Mit knapp 35 Sachen: Die neuen Löwen-Zugänge sind vor allem schnell

Die eingewechselten Offensivspieler Serhat-Semih Güler (26, von Hansa Rostock) und Abdenego Nankishi (21, Heracles Almelo) konnten sich nicht entscheidend in Szene setzen. Die beste Möglichkeit hatte der immer selbstbewusster auftretende Julian Guttau (17.), als er mit einem Flachschuss den Pfosten traf - der Ball rollte dann vom Rücken des Keepers Martin Männel gefährlich lange an der Torlinie entlang, doch kein Sechziger kam heran. Glück hatten die Löwen auf der anderen Seite, dass der eingewechselte Sean Seitz gleich dreimal in aussichtsreicher Position das Tor nicht traf (73., 80., 89.).

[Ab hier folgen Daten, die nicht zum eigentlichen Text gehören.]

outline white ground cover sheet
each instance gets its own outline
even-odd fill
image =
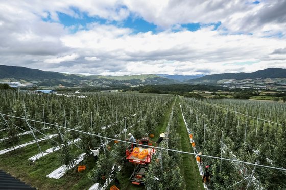
[[[43,137],[42,138],[38,139],[38,142],[40,142],[40,141],[42,141],[47,140],[48,139],[52,138],[54,137],[57,136],[57,135],[58,135],[58,134],[51,134],[51,135],[47,136],[46,137]],[[21,145],[16,146],[14,147],[14,148],[15,148],[15,149],[17,149],[19,148],[25,147],[27,145],[31,145],[31,144],[34,144],[34,143],[36,143],[36,142],[37,142],[37,141],[36,140],[31,141],[28,142],[26,143],[22,144]],[[13,147],[11,147],[11,148],[7,148],[7,149],[4,149],[4,150],[0,150],[0,155],[5,154],[5,153],[6,153],[7,152],[9,152],[10,151],[12,151],[13,150],[14,150],[14,149],[13,148]]]
[[[79,164],[81,161],[83,160],[83,158],[86,154],[86,153],[82,153],[80,155],[77,159],[74,159],[74,164],[73,165],[73,166],[72,166],[71,167],[70,167],[70,168],[74,167],[75,166],[76,166],[76,165]],[[63,176],[68,171],[68,169],[66,169],[66,167],[65,167],[65,165],[63,165],[46,175],[46,177],[50,178],[59,179]]]
[[[75,143],[78,141],[80,140],[80,139],[75,139],[74,141],[74,142]],[[68,143],[68,145],[70,145],[72,144],[72,142],[69,142]],[[57,147],[52,147],[51,148],[49,148],[49,149],[46,150],[46,151],[44,151],[42,152],[42,154],[41,153],[39,153],[37,155],[34,155],[34,156],[32,156],[31,157],[30,157],[30,158],[28,159],[28,160],[31,160],[32,161],[33,161],[33,162],[34,162],[35,161],[36,161],[37,160],[40,159],[40,158],[41,158],[43,156],[44,156],[49,154],[50,154],[51,153],[53,153],[54,152],[57,151],[59,150],[60,150],[61,149],[61,147],[60,146],[57,146]]]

Durch die rote Karte für Steinhart nach einer üblen Grätsche auf Höhe der Mittellinie habe man noch einmal Stabilität verloren, sagte Giannikis. Für den Routinier auf der Linksverteidiger-Position wird es möglicherweise schwer, sich nach der Sperre wieder in die Startelf zu spielen. In Leroy Kwadwo stand dort diesmal schon ein gelernter Innenverteidiger, offensichtlich, weil der 31-jährige Routinier Steinhart Geschwindigkeitsdefizite hat. Insbesondere mit Blick auf die neuen Spieler ist auffällig, dass Giannikis im Löwen-Kader offenbar ein Defizit ausgemacht hat: fehlendes Tempo. In der Pressemitteilung zur Verpflichtung von Eliot Muteba vom 1. FC Nürnberg II hieß es, nicht ohne Stolz: "Mit Eliot holen wir den schnellsten Spieler aller Regionalligen zu den Löwen, der wie alle offensiven Neuzugänge des Winters eine Geschwindigkeit von über 34,5 km/h erreichen kann."

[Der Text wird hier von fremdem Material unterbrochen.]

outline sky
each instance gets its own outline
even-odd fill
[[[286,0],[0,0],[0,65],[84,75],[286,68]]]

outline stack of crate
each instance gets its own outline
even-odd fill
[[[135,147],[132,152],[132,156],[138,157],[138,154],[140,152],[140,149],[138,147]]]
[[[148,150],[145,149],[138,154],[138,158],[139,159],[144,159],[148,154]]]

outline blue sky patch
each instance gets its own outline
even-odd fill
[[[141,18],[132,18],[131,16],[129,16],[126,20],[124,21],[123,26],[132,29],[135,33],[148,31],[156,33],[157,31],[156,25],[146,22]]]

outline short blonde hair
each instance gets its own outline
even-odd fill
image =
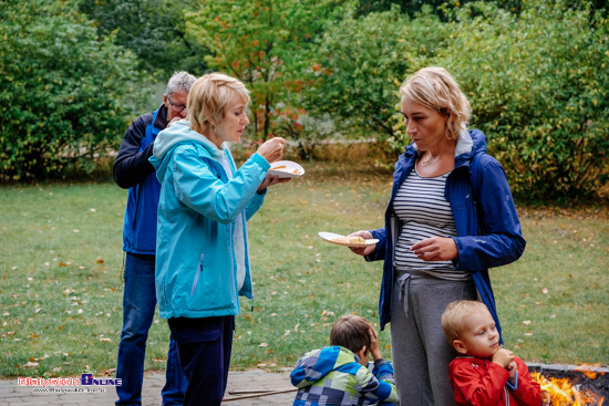
[[[423,67],[402,84],[400,93],[402,97],[446,115],[446,136],[450,139],[458,137],[472,116],[467,97],[444,67]]]
[[[442,331],[448,344],[453,345],[455,340],[461,339],[465,327],[463,320],[479,312],[491,314],[486,304],[475,300],[457,300],[446,306],[442,314]]]
[[[224,111],[235,94],[241,96],[247,105],[249,91],[239,80],[224,73],[208,73],[195,82],[188,93],[188,116],[193,129],[203,132],[210,126],[209,119],[220,124],[224,119]]]
[[[354,314],[341,316],[330,332],[330,345],[340,345],[357,353],[365,345],[370,351],[370,334],[372,324],[364,317]]]

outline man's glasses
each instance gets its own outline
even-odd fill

Gesagt hat das der neue Sport-Geschäftsführer Christian Werner, der in seinen ersten öffentlichen Auftritten etwas ausstrahlt, was 1860 München gerade dringend braucht: bürokratische Gelassenheit. Zum Abschied des Kollegen Pfeifer wollte er vor der Kamera nicht viel sagen, dies sei eine "Gesellschafter-Angelegenheit", die kurze Zusammenarbeit mit dem kaufmännischen Geschäftsführer sei jedoch sehr positiv gewesen. Zu den aktuell Verpflichteten erklärte er, dass man nicht die "reine Torgefahr" habe holen wollen, vielmehr habe man gezielt nach "Add-ons" gesucht, die im Kader noch fehlten. Und er ergänzte: "Jeder Spieler, der zu uns geht, weiß, dass es bei uns nicht ganz so ruhig ist" - was Werner aber ziemlich ruhig festhielt. Sechzig München habe andere "Assets".

Außer der Strahlkraft eines Traditionsklubs gibt es da aktuell jedoch wenig Anreize. Die sportliche Welt ist alles andere als heil, denn die Abstiegsränge bleiben weiter nah. Der Kader wird in seiner ganzen Breite gebraucht werden, zumal für den neuen Trainer und die komplett neue Geschäftsführung jetzt schon die zweite englische Woche ansteht: Am Dienstagabend (19 Uhr) empfangen die Sechziger Rot-Weiss Essen, einen Ex-Klub von Giannikis. So positiv es auch für ihn ist, immer noch ungeschlagen zu sein: Die Zeit, mit nur einem Punkt zufrieden sein zu dürfen, wird bald enden.